This can bring complexity from O(N²) down to O(N·√N), O(N log N), or even O(N).
### Longformer (Allen AI, 2020)[^3]
Longformer uses **two types of attention simultaneously**:
1. **Local sliding window attention**: Each token attends to a window of ±W neighboring tokens (like a context window around each word). This is O(N·W).
2. **Global attention**: A small set of special tokens (like the `[CLS]` classification token, or task-specific tokens) attends to *the entire sequence*. This anchors global understanding.
> [!example] Think of it Like a Newspaper Editor
> Most reporters only talk to their colleagues on the same story (local). But the editor-in-chief (global token) talks to everyone. The overall picture is built from both.
**Result**: Handles documents up to ~4,096 tokens where BERT would run out of memory. Used in scientific paper summarization (arXiv dataset), long-document QA, etc.[^3]
### BigBird (Google, 2020)[^4]
BigBird extends sparse attention to three components per head:
1. **Local windowed** — same as Longformer
2. **Global tokens** — O(1) designated tokens that see everything
3. **Random attention** — each token also attends to a few randomly selected tokens
The random component is theoretically important: the paper proves BigBird is a **universal approximator** of sequence functions and is **Turing complete** — meaning it can compute anything full attention can, even with sparse connections. Handles sequences up to 8× longer than standard Transformers on the same hardware.[^4]

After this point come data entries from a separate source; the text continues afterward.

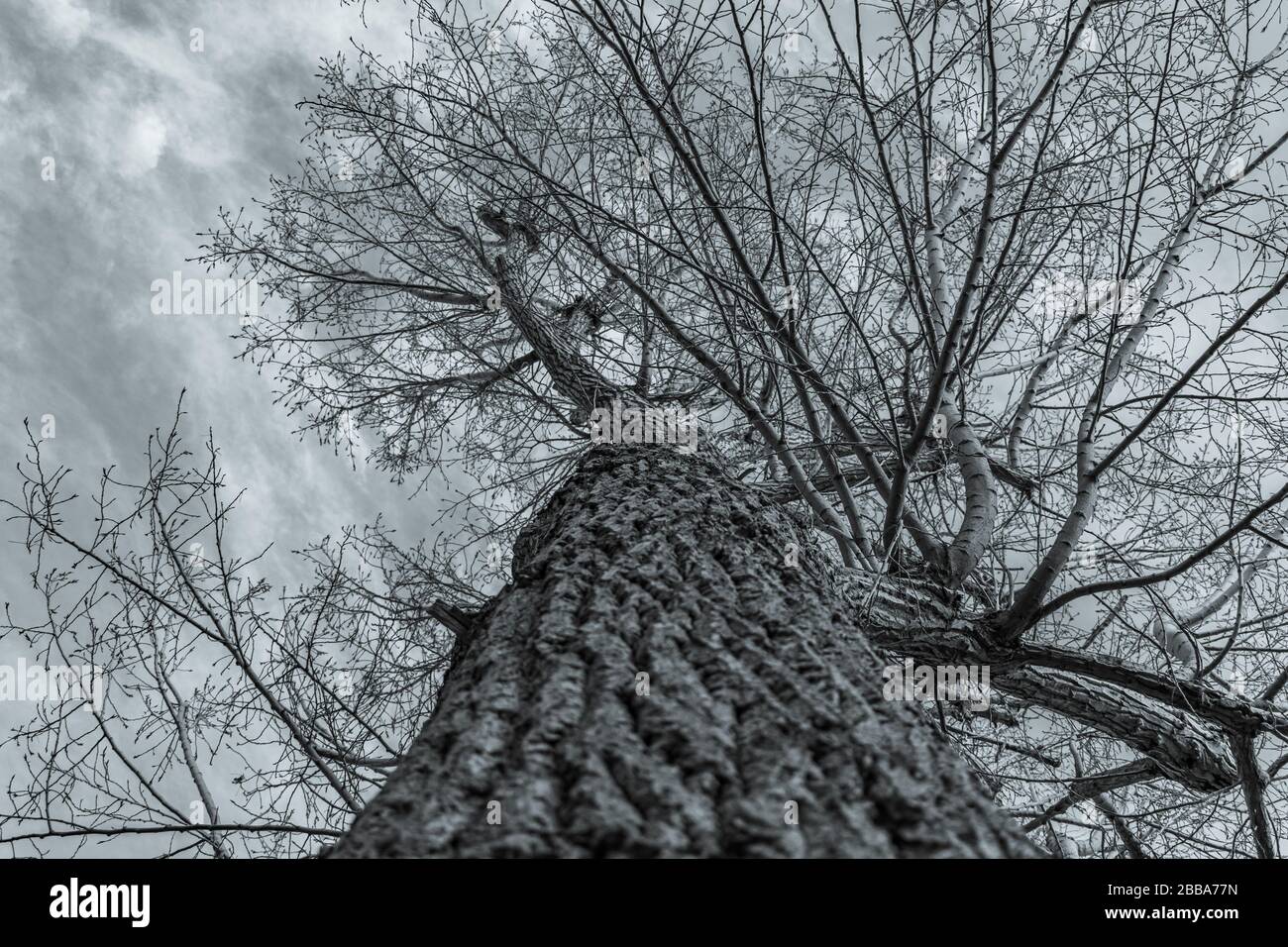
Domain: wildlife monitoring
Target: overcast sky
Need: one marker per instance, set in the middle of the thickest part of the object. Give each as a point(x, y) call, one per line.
point(149, 140)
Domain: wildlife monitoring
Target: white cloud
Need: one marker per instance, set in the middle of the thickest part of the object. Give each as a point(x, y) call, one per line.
point(64, 20)
point(143, 144)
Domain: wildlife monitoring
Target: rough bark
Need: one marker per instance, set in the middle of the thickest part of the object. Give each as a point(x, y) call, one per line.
point(761, 697)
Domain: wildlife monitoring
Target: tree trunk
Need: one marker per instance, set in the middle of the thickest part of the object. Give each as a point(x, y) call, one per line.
point(759, 729)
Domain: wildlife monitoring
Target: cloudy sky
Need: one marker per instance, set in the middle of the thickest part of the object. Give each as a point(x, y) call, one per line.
point(147, 140)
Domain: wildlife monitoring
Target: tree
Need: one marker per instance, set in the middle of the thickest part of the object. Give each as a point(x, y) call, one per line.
point(973, 307)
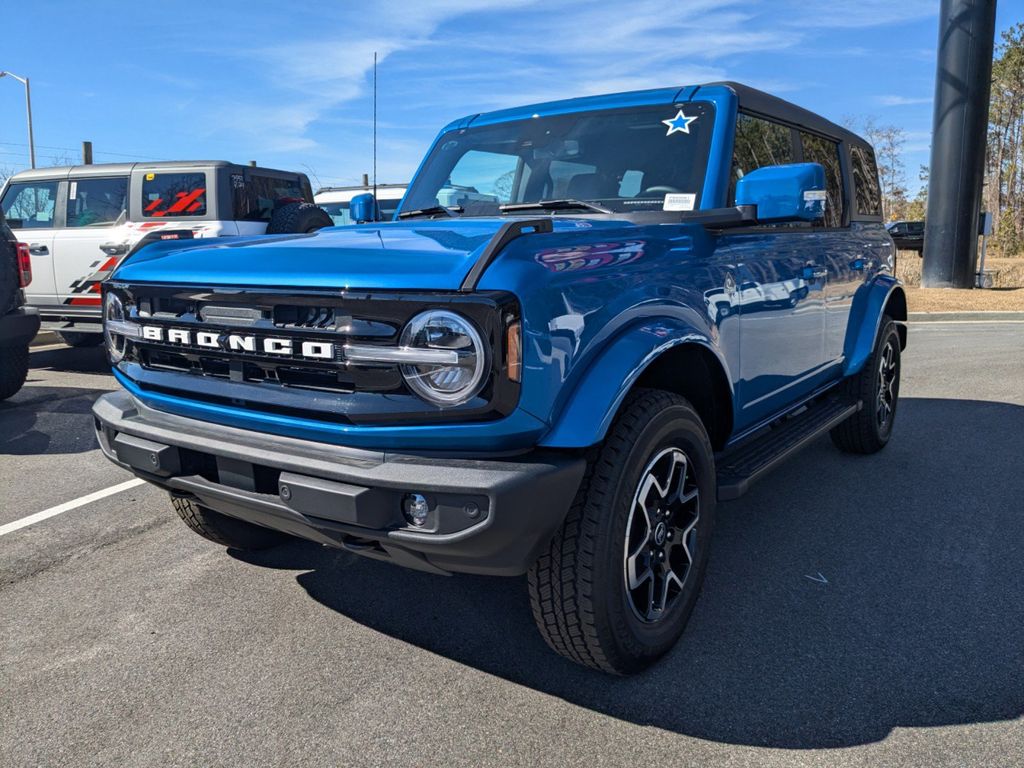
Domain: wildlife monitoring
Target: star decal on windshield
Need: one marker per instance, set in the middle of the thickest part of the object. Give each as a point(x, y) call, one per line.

### Limitations of Sparse Attention
- The sparsity pattern must be **designed in advance** (which tokens can talk to which). This is inflexible — what if the important relationship is between token 3 and token 3,841?
- Random attention helps but is not the same as the model *choosing* which tokens to attend to.
- Still O(N) in memory for moderate window sizes, but the constant factor is large.
- Hard to implement efficiently on GPUs, which are optimized for dense matrix operations.
---
## 4. Sliding Window Attention: The Mistral Trick
### What Is It?
Sliding window attention (SWA) is the simplest version of sparse attention: each token attends only to the *W* most recent tokens in its local window. No global tokens, no random jumps.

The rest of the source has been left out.